Okay, I let you judge me.
“Mafia Queen” by S. Husain Zaidi(With Jane Borges) is one such book that helped me overcome both my excuses. As soon as i finished reading it, I had a strong urge to pen the strangled thoughts clogging my head. I didn’t want to pick any other book for sometime, so that I can enjoy the aftertaste this book had left in me.
With “Mafia Queen”, Zaidi sahab picked handful of Women Mafias and wove magical tales around their life. Though non-fictional in nature , this book is the ideal case of being stranger than fiction.
They were the women who lived the life on edges. They took feminism by their stride and ruled the dark world more like king than queen. Destiny landed them in filth but they fought the battle .. won some , lost many .. but all were still the winner, because they took charge of their life.
The saga of their life is disturbing and intriguing in equal measures.
The last time I was so deeply moved by any female character was “Laila”. The female protagonist in Khaled Hosseini’s “A thousand Splendid Suns”. The character etched so deeply in me that I almost decided to rename my daughter “Laila”.
With Mafia Queen.. I met 13 Lailas. All unique.
Foreword by Vishal Bharadwaj comes as a bonus.
“Crime is juicier than spirituality. Guns are more attractive than roses. And thus- at least to me- the stories about lives of gangsters are much more attractive than roses”, he says.
S. Hussain zaidi an acclaimed crime reporter, who made Vishal Bharadwaj change his newspaper every time he switches his job is unbiased yet every elaborate in his narrations. As he himself said , this book is not to glorify them(women Mafias). This book is an genuine attempt to understand the complex minds and the psyche of women criminal.

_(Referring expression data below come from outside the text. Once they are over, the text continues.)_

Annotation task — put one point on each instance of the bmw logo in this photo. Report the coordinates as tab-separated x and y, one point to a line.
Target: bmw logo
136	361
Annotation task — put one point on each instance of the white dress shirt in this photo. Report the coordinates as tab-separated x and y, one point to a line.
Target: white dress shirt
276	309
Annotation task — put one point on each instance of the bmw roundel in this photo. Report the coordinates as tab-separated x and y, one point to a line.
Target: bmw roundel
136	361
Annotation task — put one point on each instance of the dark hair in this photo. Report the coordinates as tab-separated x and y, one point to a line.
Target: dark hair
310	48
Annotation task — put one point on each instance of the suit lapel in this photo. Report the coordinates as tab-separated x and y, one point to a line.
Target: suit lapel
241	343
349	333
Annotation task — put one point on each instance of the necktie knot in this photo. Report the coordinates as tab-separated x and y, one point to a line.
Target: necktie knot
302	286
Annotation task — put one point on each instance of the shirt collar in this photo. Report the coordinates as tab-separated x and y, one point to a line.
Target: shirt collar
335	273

Gangs of Men are full of clones. Women are all unique. Same in life. Same in underworld.
Decoding Dawood gives you much insight how Chota Shakeel would probably think, but bootlegger Jenabai Daaruwali is remarkably disassociated with brothel Madam Gangubai Kathiawadi.

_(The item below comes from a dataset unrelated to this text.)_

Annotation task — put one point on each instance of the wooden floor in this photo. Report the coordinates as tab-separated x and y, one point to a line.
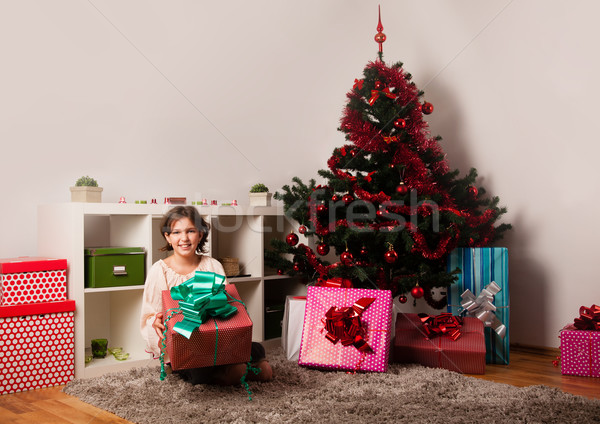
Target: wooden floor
528	367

This uniqueness is what makes this book even more interesting. Each story is a puzzle unfolding in its own space.
This book is hard labor of extensive researches, interviews, document compilations, cop historians , reliable journalist and published news. The fictional touch to the narratives intrigues you through each stories. With journalism ethics of the author in place, he never sits on the judgement, but raises questions.
I cherished it so much, that I didn’t even mind reading line by line of 8 pages long acknowledgements. 🙂
I patiently heard Zaidi sahab thanking everyone.
“Thanks” I said to the author silently while I closed the last page.